American value investor

Christopher H. Browne (1946 - December 13, 2009) was a famous American value investor, and longtime director at the firm Tweedy, Browne. Browne was called "one of the best value investors in the world" by Morgan Stanley funds manager Barton Biggs.

==Biography==

===Early life===
He graduated from the University of Pennsylvania in 1969 with a B.A. in history.

===Career===
He started his career at the firm Tweedy, Browne, co-founded by his father Howard Browne and a favorite brokerage firm among prominent value investors like Benjamin Graham and Warren Buffett. His success as an investor and shareholder, who held business management accountable, was renowned. For example, both Tweedy, Browne's Value and Global Value Funds outperformed market averages between 1993 and 2009. In 2003, Browne was the first to publicly speak up about irregularities in Conrad Black's management of Hollinger, reporting Black to the Securities and Exchange Commission. Black was forced out later that year and ultimately convicted of fraud.

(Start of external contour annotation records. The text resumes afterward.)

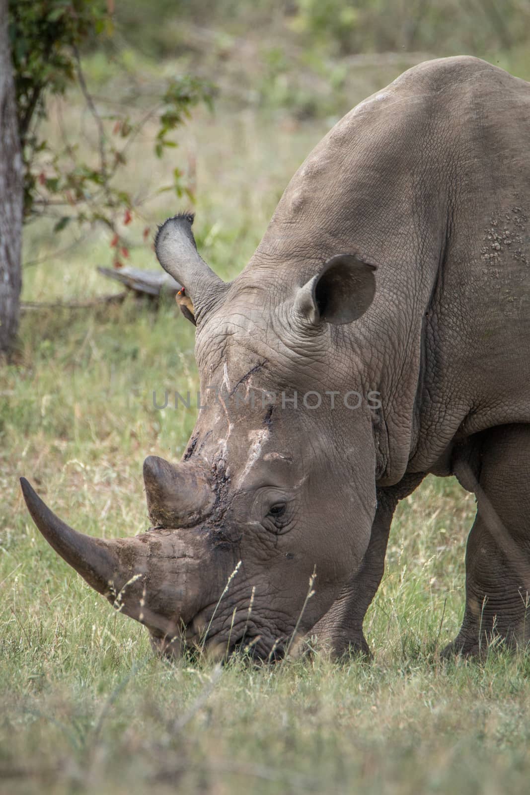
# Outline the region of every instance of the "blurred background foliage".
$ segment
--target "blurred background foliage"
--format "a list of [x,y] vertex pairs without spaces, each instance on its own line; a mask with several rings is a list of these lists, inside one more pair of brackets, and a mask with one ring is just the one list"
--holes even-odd
[[[47,6],[44,29],[33,17]],[[30,268],[65,242],[71,266],[87,239],[91,262],[119,266],[130,258],[156,266],[145,252],[154,222],[193,205],[199,240],[212,242],[213,227],[218,241],[244,238],[248,256],[279,186],[303,157],[350,108],[405,69],[466,53],[530,77],[528,0],[12,0],[14,17],[29,17],[29,34],[41,41],[32,68],[41,68],[48,28],[64,22],[60,9],[78,6],[77,28],[93,26],[79,42],[86,91],[70,80],[79,71],[75,52],[56,53],[59,93],[68,91],[58,97],[52,81],[41,135],[30,138],[26,181],[40,192],[33,209],[49,216],[26,231]],[[29,53],[20,41],[13,49],[20,66]],[[20,75],[17,87],[20,95]],[[183,97],[190,101],[180,116]],[[43,107],[44,100],[37,115]],[[51,149],[40,148],[43,140]],[[253,158],[261,170],[253,170]],[[103,173],[102,184],[106,168],[114,176],[110,163],[119,165],[118,177]],[[62,192],[62,209],[47,200],[54,192]],[[244,194],[251,200],[242,204]],[[226,276],[244,264],[220,260],[214,265]],[[25,276],[25,297],[34,298],[33,274]],[[76,283],[84,293],[87,283]]]

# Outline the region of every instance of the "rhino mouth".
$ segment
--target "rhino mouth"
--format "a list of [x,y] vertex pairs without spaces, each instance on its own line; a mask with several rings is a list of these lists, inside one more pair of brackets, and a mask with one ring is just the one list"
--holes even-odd
[[201,611],[187,626],[172,635],[150,630],[151,645],[155,653],[171,660],[187,656],[191,661],[206,656],[226,662],[232,657],[248,659],[253,663],[275,663],[281,661],[291,646],[285,635],[274,636],[269,629],[253,622],[226,631],[223,628],[204,628]]

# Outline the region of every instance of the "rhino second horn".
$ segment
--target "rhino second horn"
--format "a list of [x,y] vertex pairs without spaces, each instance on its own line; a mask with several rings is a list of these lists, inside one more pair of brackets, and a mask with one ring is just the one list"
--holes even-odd
[[199,464],[172,464],[149,456],[144,461],[144,483],[149,517],[155,526],[191,527],[213,508],[215,494]]
[[193,215],[168,218],[158,230],[155,251],[158,262],[170,276],[184,285],[194,306],[207,302],[208,297],[226,287],[197,251],[191,231]]
[[25,478],[20,479],[25,504],[48,543],[99,593],[108,595],[120,571],[115,542],[72,529],[49,510]]

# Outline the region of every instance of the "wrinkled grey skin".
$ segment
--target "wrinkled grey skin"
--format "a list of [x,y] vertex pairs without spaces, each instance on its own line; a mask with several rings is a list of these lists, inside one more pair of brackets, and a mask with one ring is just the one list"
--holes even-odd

In 2006 Browne authored a book, The Little Book of Value Investing, in order to teach ordinary investors the principles used throughout his career.

===Philanthropy===
Browne donated $25 million to establish several endowed professorships at the University of Pennsylvania, where he was a trustee. His donation funded professorships held by Amy Gutmann and Rogers Smith.

==Death==
Upon his 2009 death, Christopher Browne was survived by his partner, architect Andrew S. Gordon, who died on September 7, 2013.

Browne bequeathed the bulk of his $250 million estate to Gordon, a much younger man and a relatively new acquaintance. Several of Browne's family and friends accused Gordon of exercising undue influence to obtain Browne's estate, and filed a will contest. In 2013, after a judge upheld the validity of Browne's will, Gordon settled the contest for an undisclosed payment to those who had challenged the will.